4) When the time comes for our one and only bout steamy love making , I promise to pick a more spacious place than the back seat of a car in the storage area, I mean we are both quite tall and our legs are real long, making the likelihood of cramping and awkward body shifting too high for my liking.

and most importantly,

6) I promise to change my last name to Casey after you freeze to death in the North Atlantic because I was too lazy to roll my fat ass over so you can share my makeshift raft with me.

and now, for the Marty Casey love for this post...COME ON, he is practically saying that his heart will go and and that he is the king of the world xoxoxo...

Thursday, February 4, 2010

It started to go south when

(Ok, I don't really have anything to talk about that goes with that subject line, but doesn't it sound mysterious?)

In the midst of the life changes happening as of the last two days, I have gone through all sorts of emotions, and I have to say that the one that I find myself in the most is dancy. I love to dance, a lot. Not in the "exotic" way, because, let's face it, although there is a demographic for me, I am not really down with that tip. No I mean more in the "white people dancing to gangsta rap booty music" tone. I live in a state of perpetual Yo! MTV raps. Just put me in neon green and black biker shorts and a Just Do It! t-shirt, and I am good to go. I think I may have had about 20 mini dance breaks today, all to the music in my head. I suppose that is the curse of the awesome, we have to do the Roger Rabbit whenever the fates suggest. thank God that in this case, it was all in my bedroom. My roommates probably don't want to see me doing the Running man while wearing my The State tshirt, boxer shorts, Emu boots and zebra snuggie. I mean, I don't even want to see that. I am really sexy.

That is it, I am spent. A long day of moping and unemployment benefit application filling out can really drain you. Thank god I have such amazing support system, I would be a mess with out them.

Here it be, the Marty Casey love of the post....This song is great, I think it fits (partially), Marty, don't change, keep giving me inspiration for this blog. Thanks!!!!(and well, to top it off, it was the song that is featured in my 3rd favorite The State skit, Origami.

good night sexi people!

)

Wednesday, February 3, 2010

Fuck a whole bunch of you!!!

No...not you.

I got laid off today. Now I am a statistic.
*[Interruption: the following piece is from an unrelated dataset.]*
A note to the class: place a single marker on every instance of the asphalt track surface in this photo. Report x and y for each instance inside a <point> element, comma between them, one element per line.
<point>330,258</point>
But at least I still have my humor and really in these days, that is the most important thing.

I am going to stop blogging for the night, I have margaritas to drink and myself to feel sorry for.

And now, for the Marty Casey love for the day. I am in this picture, and so is Tiffany. This is right while she is saying, "Your boyfriend's junk is in my face" and I am pretending to not look. YAY

Tuesday, February 2, 2010

Bleh, feh and meh

I am ready for bed. It is a quarter til five. I have nothing worthwhile to discuss. If you want to email me, here is my email.

thegirlwhofakedit@gmail.com

Can I wake up and have the winning lotto numbers? 'K thanks.

I just wanna be in my jammies, slippers, State T-Shirt and snuggie hanging with my roomies. Is that really so much to ask?

You know what else sounds good? A gigantic slab of beef. MMMOOOOOOOOO!!!! (WINK) or shall I say, (WONK) Dumbass.

This post is stupid and I apologize. I blame bovine skanky wonks. And, (ironically) the swine flu.

I love you, forever, kisses.


And now, for the Marty Casey love for the post...
AAAAHHHHH DON'T TOUCH ME!!!!!!!

(I believe this is Cheryl's picture...if it is not, and it is yours, well, then thank you!)